1. Teman dekat

5.1K 210 67
                                    

***

Pukul setengah sembilan lebih 3 menit, Nadia baru tiba di parkiran kantornya. Setelah menemukan ruang yang pas untuk motornya meneduh, ia berlari mencincing tas dengan terburu-buru. Dia akan terlambat lebih banyak lagi kalau tidak bergegas.

Nadia tidak mau menyalahkan keadaan motornya yang sudah tua. Motor matic keluaran jadul itu pertama dia beli saat masih duduk di bangku kuliah semester 2. Jadi wajar saja kalau sekarang ini motor kesayangannya butuh banyak jajan.

Melewati lobby, ia disambut satpam yang menyapanya dan bertanya kenapa terlambat. Nadia hanya membalas sekilas lalu bergegas naik ke ruangannya di lantai 2. Ia lupa mengirim sms kalau dia akan datang terlambat karena motornya bermasalah, bisa saja rekan kantornya menyangka ia tak akan masuk kerja.

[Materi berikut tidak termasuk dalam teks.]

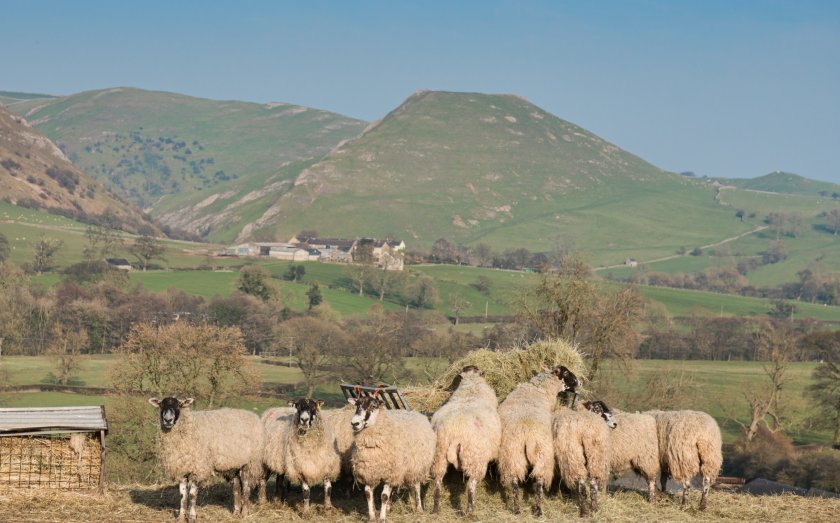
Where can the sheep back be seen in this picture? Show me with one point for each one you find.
(634, 444)
(467, 429)
(338, 421)
(581, 447)
(277, 425)
(398, 449)
(526, 440)
(204, 443)
(311, 456)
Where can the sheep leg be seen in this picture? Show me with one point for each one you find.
(371, 506)
(582, 496)
(327, 492)
(281, 488)
(193, 500)
(471, 496)
(515, 495)
(246, 493)
(237, 495)
(539, 492)
(262, 498)
(305, 487)
(418, 498)
(438, 487)
(663, 480)
(183, 488)
(707, 483)
(386, 501)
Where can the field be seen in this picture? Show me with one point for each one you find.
(715, 387)
(156, 503)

"Kemana aja sih, Nad? Kok terlambat?" Dila menyambutnya di pintu masuk ke ruangan karyawan.

"Maaf, tadi motorku mogok, Dil. Aku juga lupa nggak kirim sms buat ngasih tau." Nadia meletakan tasnya kemudian bergegas menuju alat fingerscanner di dekat pintu masuk.

"Sudah harus ganti motor itu, Nad. Motormu sudah tua." Dila merangkul bahu Nadia dan menyuruhnya duduk di kursi sementara waktu. Melemaskan otot dadanya yang menegang karena berlarian seperti di kejar setan dari parkiran.

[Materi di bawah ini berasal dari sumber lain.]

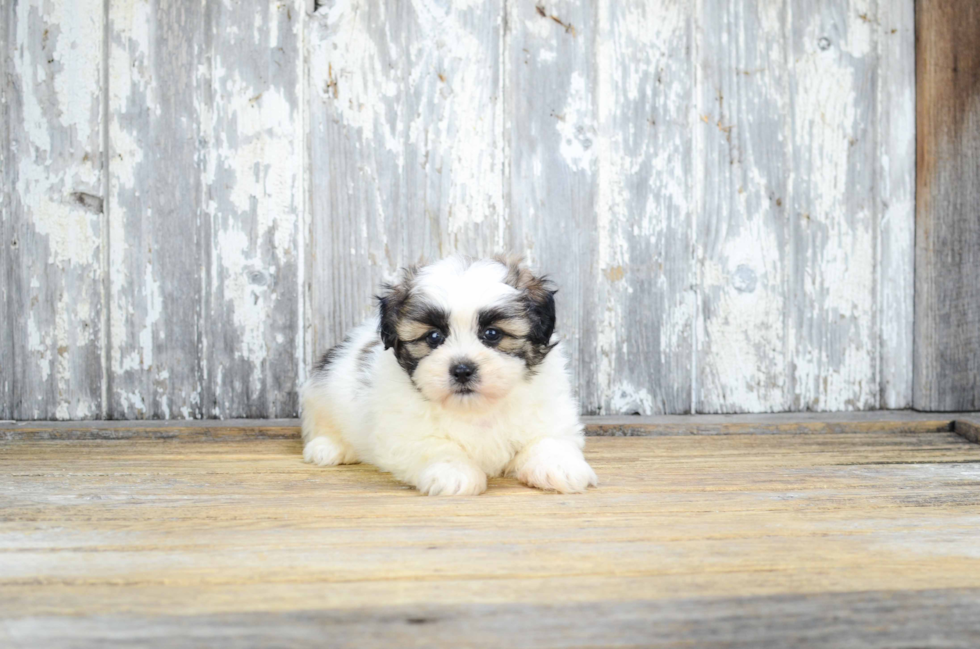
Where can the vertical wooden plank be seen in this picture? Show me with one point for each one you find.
(7, 31)
(645, 320)
(405, 117)
(895, 167)
(947, 243)
(551, 130)
(787, 235)
(744, 237)
(52, 210)
(833, 285)
(158, 236)
(255, 204)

"Maunya sih gitu. Tapi tabunganku belum cukup." Nadia tersenyum sambil mengipas-ngipas wajahnya dengan kerudung yang melilit menutupi lehernya.

"Mas Adi sudah 2 kali bolak-balik nyariin kamu, mending temui dulu sana!"

Nadia berdiri spontan. Ia baru ingat kalau semalam dirinya diminta membuat desain brosur untuk produknya yang terbaru. Pasti 'si Mas Adi' itu mencarinya karena butuh dengan data yang ia bawa.

"Iya aku lupa. Desain brosurnya."

Daripada menunggu lama, Nadia beranjak menuju mejanya. Meraih tas jinjing berwarna abu gelap dan mencari keberadaan flashdisk serba guna. Setelah menemukannya di dalam sana, ia pamit keluar sebentar menemui pimpinan divisinya.

****

Nadia mengetuk pintu sebanyak tiga kali sebelum diperbolehkan masuk ke ruangan 3×3 milik si kepala divisi. Ia tersenyum ramah saat tahu si empu ruangan sedang duduk bersama laptop dan jaket di sisi kiri.

"Eh masuk, Nad!" Pria itu beralih dari laptopnya menjadi melihat ke arah Nadia yang baru datang. Tersenyum ramah seperti apa yang dilakukan Nadia padanya.

"Maaf telat Mas. Tadi motor saya mo-

"Nggak apa-apa. Tapi kamu bawa kan?" Katanya memotong sambil tersenyum. Lipatan dimatanya hampir menutup mata karena tersenyum.

"Iya." Nadia menyerahkan flashdisk berwarna hitam di atas mejanya. Lalu membungkuk sekali lagi meminta maaf atas keterlambatannya.

"Lain kali kalau motormu bermasalah, telpon saya. Biar saya jemput." Katanya tak menoleh Nadia. Hanya fokus pada layar laptop yang barusan dipasangi flashdisk milik Nadia.

"Makasih, mas." Nadia tersenyum malu. Menyadari hawa sekitarnya berubah menjadi panas. Apalagi area pipinya yang mungkin sudah seperti kepiting rebus yang renyah.

"Oke, desainnya saya pake. Makasih ya." Katanya lagi sambil tersenyum. Jangan lupakan mata tegasnya yang memikat saat tertawa. Nadia saja sampai menyukainya. Ehh maksudnya menyukai caranya tersenyum itu.

"Itu kan tugas saya, mas." Nadia mengangguk menyetujui desainnya dipakai lagi untuk promosi produk bulan ini. Lalu berencana pamit kembali ke ruangannya yang terpisah.

"Eh iya, Nad. Jam 10 nanti, bisa temani saya ketemu calon pembeli?" Dia memanggilnya lagi. Nadia menoleh sejenak kemudian menyanggupinya.

"Nanti saya ke ruangan kamu ya. Tolong siapkan juga power point yang kemarin kita buat."